Entre le mois de janvier et le mois d’août, le nombre de visiteurs dans les parcs nationaux a grimpé d’environ 3% par rapport à 2016. La fréquentation des sites historiques est demeurée la même, mais les chiffres finaux pourraient changer, puisque certaines visites, dont celles de groupes, pourraient ne pas avoir été comptabilisées.

Encore mieux qu’en 2016
Kathleen Yetman, propriétaire du restaurant Birdie’s Perch et du Point Pelee Trading Post, en Ontario, confirme que ses établissements n’ont jamais connu une affluence aussi importante qu’en 2017.

«C’était un cadeau», a-t-elle confié.

Les établissements de Mme Yetman sont situés tout près du Parc national de la Pointe-Pelée, qui est présenté comme le point le plus au sud du pays, ainsi qu’un paradis pour les observateurs d’oiseaux.
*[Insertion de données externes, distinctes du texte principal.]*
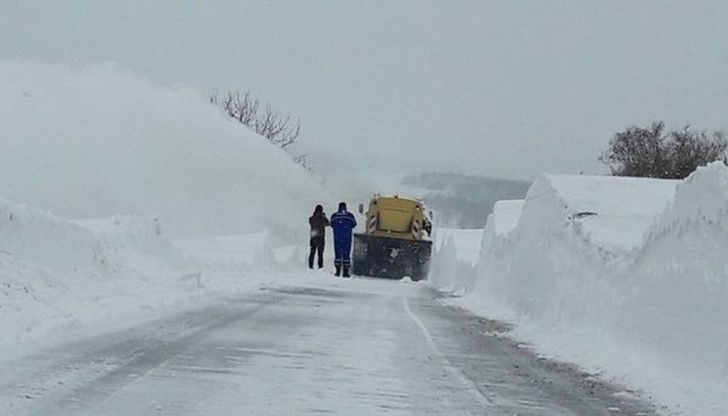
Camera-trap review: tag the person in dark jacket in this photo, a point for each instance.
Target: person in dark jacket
(343, 223)
(318, 223)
C’est là que Parcs Canada a enregistré la hausse la plus importante en 2017, avec 217 229 visiteurs de plus qu’en 2016. En juillet et en août, le nombre de visiteurs avait doublé d’une année à l’autre.
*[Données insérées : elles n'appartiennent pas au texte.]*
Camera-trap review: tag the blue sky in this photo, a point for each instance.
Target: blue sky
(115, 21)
La propriétaire s’attendait à ce que les chiffres plongent en 2018, mais selon elle, l’affluence est tout de même plus importante cette année qu’en 2016.

«C’était encore très prospère et je crois vraiment que 2017 a amené plus de gens et qu’ils sont revenus en 2018», a-t-elle avancé.

Le nombre de visiteurs à la Pointe-Pelée a chuté de presque 40% dans les huit premiers mois de l’année, comparativement à 2017, mais il était malgré tout supérieur à l’année 2016 pendant la même période. En 2018, on faisait état d’environ 6% plus de visites qu’en 2016.

Mme Yetman aimerait malgré tout que le gouvernement tente une fois de plus l’expérience de la gratuité. Mais elle ne se fait pas d’illusion, et elle reconnaît que le gouvernement travaille fort pour attirer des visiteurs dans son coin.

«Pointe-Pelée ne fait que s’améliorer», a-t-elle soutenu.

Au parc national de Banff, en Alberta, avec ses quelque trois millions de visiteurs par année, demeure l’endroit le plus populaire du pays. Et son nombre de visiteurs a très peu bougé, malgré la gratuité.

Or, au musée du parc Banff, on avait enregistré une hausse de 230% des visites dans les huit premiers mois de 2017. Mais en 2018, pendant la même période, le nombre de visites est passé de 72 000 à 30 000 — ce qui est malgré tout quelques milliers de plus qu’en 2016.

Des retombées positives encore tangibles
Le gouvernement estime les coûts de la gratuité des parcs à environ 76M$.

Selon M. Jager, l’une des retombées positives du programme a été ces deux millions de personnes qui se sont abonnées à la liste d’envoi de Parcs Canada. D’après lui, cela a contribué à augmenter le nombre d’abonnements annuels aux parcs nationaux.

Ed Jager estime que les frais modestes qui doivent être payés par les visiteurs sont en fait «une bonne affaire».

«Si je vais voir un film avec ma famille, ça me coûtera probablement 40$ et peut-être même 80$ si je veux du maïs soufflé et un breuvage, comparativement aux 20$ à débourser pour une journée dans l’un des endroits les plus beaux de toute la planète», a-t-il conclu.